In the case of the Vietnamese startup Vietcetera mentioned above, apart from the branded and sponsored content, the third part of the company’s revenue stream is strategic “hands-on consultancy,” which it has implemented for brands such as Tinder or WeWork when they penetrate the Vietnamese market.

“We are helping them better understand the Vietnamese market and some cultural things that they are not familiar with,” Tran says. “We work with influencers and brands to help match them together and sometimes even host that content on Vietcetera.”

But like the startup culture anywhere in the world, most journalism startups in the “Beyond Journalism” research have not existed anymore.

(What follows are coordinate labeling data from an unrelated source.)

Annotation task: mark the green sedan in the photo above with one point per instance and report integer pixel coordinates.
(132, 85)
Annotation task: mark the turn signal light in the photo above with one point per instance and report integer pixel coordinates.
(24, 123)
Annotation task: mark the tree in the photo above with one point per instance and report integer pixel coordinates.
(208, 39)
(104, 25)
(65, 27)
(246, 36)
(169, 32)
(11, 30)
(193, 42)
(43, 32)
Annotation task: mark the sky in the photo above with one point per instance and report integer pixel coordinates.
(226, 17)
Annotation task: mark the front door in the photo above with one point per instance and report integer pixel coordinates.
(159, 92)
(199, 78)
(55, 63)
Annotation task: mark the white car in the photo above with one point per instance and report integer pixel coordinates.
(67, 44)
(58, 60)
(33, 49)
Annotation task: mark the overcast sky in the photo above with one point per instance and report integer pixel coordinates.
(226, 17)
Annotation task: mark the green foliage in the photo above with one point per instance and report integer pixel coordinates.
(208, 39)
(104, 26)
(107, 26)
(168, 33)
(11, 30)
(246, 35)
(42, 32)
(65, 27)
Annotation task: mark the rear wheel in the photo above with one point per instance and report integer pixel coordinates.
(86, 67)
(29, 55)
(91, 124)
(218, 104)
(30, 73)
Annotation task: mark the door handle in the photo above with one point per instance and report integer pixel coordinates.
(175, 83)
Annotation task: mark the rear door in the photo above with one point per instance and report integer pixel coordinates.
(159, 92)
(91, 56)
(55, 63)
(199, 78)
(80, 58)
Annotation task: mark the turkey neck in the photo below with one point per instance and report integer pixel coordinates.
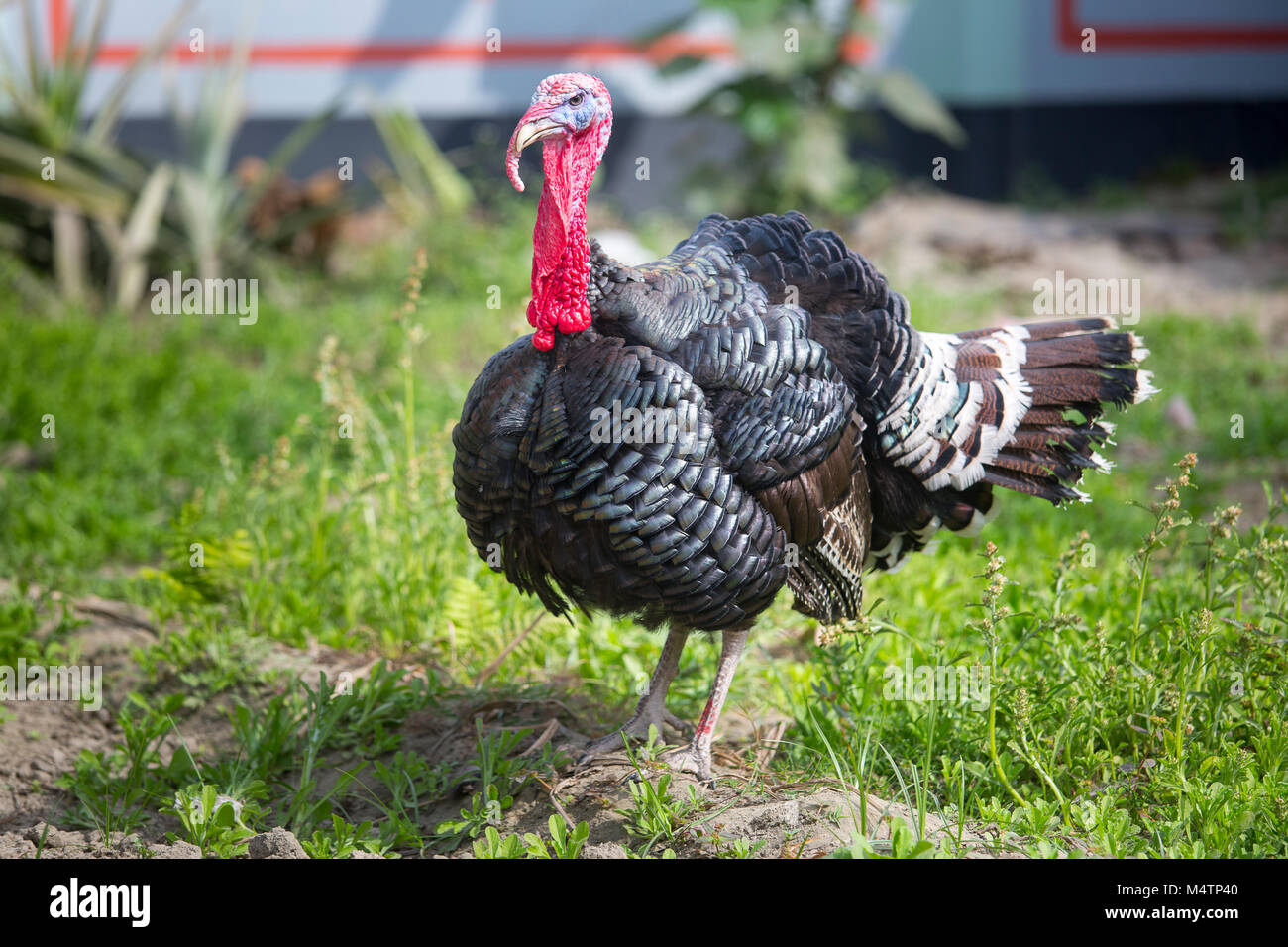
(561, 249)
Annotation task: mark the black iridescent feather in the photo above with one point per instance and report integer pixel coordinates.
(819, 436)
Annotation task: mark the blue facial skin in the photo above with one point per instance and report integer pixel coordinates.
(580, 118)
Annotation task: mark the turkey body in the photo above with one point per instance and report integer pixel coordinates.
(756, 410)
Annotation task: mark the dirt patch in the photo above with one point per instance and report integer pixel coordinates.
(40, 740)
(1177, 248)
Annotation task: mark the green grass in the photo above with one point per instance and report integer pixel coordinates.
(1134, 707)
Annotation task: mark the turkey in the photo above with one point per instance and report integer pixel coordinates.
(679, 441)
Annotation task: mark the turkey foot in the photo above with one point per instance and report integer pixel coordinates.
(652, 707)
(691, 759)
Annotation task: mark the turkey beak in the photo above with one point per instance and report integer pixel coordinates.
(535, 131)
(527, 133)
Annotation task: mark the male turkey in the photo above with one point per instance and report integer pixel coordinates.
(678, 441)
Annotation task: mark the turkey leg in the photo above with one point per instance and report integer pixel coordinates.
(696, 758)
(652, 706)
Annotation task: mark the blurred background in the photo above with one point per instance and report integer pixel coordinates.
(205, 504)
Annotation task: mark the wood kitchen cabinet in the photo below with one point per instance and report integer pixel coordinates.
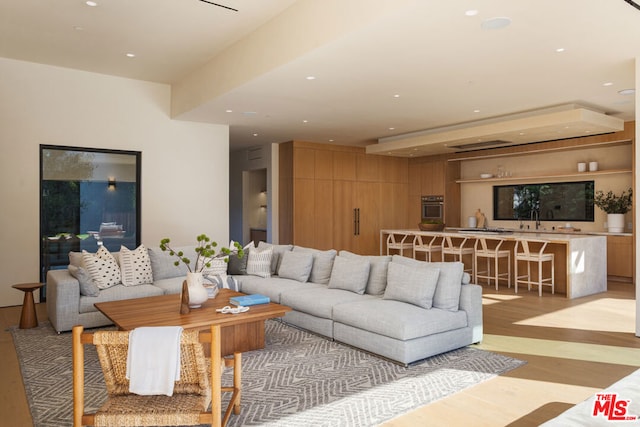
(338, 197)
(620, 257)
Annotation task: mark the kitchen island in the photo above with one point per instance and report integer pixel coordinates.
(580, 259)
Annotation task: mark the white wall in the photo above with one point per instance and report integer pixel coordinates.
(185, 168)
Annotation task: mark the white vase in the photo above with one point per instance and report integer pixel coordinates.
(615, 223)
(197, 292)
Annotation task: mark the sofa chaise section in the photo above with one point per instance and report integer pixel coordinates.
(407, 333)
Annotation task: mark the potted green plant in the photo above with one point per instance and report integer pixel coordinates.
(205, 255)
(615, 207)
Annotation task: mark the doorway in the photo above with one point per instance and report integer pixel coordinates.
(254, 205)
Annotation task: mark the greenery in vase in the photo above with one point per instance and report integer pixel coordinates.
(611, 203)
(206, 253)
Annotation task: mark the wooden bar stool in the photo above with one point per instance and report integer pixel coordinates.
(399, 242)
(459, 247)
(533, 251)
(489, 249)
(427, 244)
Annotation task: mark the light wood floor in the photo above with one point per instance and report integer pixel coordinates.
(573, 348)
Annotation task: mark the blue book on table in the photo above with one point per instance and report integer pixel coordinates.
(247, 300)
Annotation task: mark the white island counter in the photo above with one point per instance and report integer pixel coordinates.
(580, 259)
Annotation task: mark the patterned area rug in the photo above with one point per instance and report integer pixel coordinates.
(298, 379)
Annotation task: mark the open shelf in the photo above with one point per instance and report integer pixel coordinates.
(544, 177)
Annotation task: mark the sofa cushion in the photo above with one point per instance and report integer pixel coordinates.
(135, 266)
(170, 285)
(319, 302)
(278, 252)
(259, 262)
(414, 285)
(377, 274)
(447, 295)
(163, 265)
(272, 287)
(322, 264)
(296, 266)
(87, 287)
(402, 321)
(103, 267)
(350, 274)
(116, 293)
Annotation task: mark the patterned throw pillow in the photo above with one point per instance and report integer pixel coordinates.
(103, 268)
(259, 262)
(135, 266)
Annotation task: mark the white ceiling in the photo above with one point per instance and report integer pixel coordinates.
(443, 66)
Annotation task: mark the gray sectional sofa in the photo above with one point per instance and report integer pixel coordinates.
(71, 297)
(403, 309)
(396, 307)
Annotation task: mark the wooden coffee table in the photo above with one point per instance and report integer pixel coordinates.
(240, 332)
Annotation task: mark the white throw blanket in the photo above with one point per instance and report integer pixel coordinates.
(153, 360)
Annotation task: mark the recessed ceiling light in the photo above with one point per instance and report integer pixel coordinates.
(497, 23)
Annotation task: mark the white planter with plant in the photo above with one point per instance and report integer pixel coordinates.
(206, 254)
(615, 207)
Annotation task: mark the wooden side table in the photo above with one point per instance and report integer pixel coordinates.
(28, 318)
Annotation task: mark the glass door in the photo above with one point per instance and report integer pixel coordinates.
(88, 198)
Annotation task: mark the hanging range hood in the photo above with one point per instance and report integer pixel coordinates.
(560, 122)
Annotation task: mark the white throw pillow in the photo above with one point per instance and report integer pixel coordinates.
(103, 268)
(135, 266)
(413, 285)
(350, 274)
(296, 266)
(259, 262)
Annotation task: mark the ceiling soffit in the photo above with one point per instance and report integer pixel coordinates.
(568, 121)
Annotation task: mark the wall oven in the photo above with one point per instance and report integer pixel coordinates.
(433, 208)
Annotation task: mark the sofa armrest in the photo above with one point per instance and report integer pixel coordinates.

“We found that the startups that were doing well were very good in answering these two questions,” he added. “Either they knew what people really needed […], or they believed so much in their own product that they invested a lot in creative ways of getting that product to their audience”.

Also Read: Top 5 promising media tech startups to look out for in 2020

Just don’t try to do this on your own

Like every book would tell you about the importance of a team or co-founders of a startup, when there are various new platforms or technologies to produce creative news products and businesses, the mindset of not doing it alone also helps startups gain successes.

Veteran investor Mark Suster, a general partner of Upfront Ventures and former vice president of, writes a blog post on things that investors look for in a startup, in which “team” is one of the four main criteria.

These startup companies surround journalists with people that care and want to solve problems for the world just like them.

“These startups offered journalists a way of informally organising as a collective group to stand stronger in the face of the uncaring industry,” Deuze says. “They were attracted to the social support this startup provided.”

The reason behind this “uncaring industry” is because there are more people wanting “to get in than fit in” the journalist title.

“Journalists are competing with each other for a chance to make news, rather than industries or companies competing with each other to get the best journalists,” Deuze says.

In Career Cast’s 2016 Jobs Rated report, newspaper reporter has been ranked the worst of the worst jobs. Last year, Challenger, Gray & Christmas Inc., an outplacement and executive coaching firm, reported that about 3,000 people in the news business have been laid off or been offered buyouts in the US in the initial five months of the year, which is considered the highest attrition level since the 2009 financial crisis.

The worsening forecast of the printing industry, the struggle with new tactics of attracting online readers, the scale back of digital media startups to achieve profitability, and the competition with tech giants like Facebook and Google are the main reasons.

“In most industries, employers can’t find enough people to fill the jobs they have open,” Andrew Challenger, senior vice president of Challenger, Gray & Christmas Inc., told Bloomberg last year. “In news, it has been the opposite story. And it seems to have been accelerating.”

Also Read: Face The Facts? Debunking the Myths some Singapore journalists have of Facebook

Now that journalists can start their businesses together. They can be creative and adopt different voices, different styles, different genres of storytelling as impactful storytellers, while keeping their value set the same as a traditional news organization, which are, to tell the truth, to operate in the service of the public, to be ethical and to hold leaders accountable.

“Without the industry, without printing presses, without broadcast licenses, without the expectations of a specific title or brand of a news organization,” Deuze states, “just the kind of journalists that you passionately feel you should be.”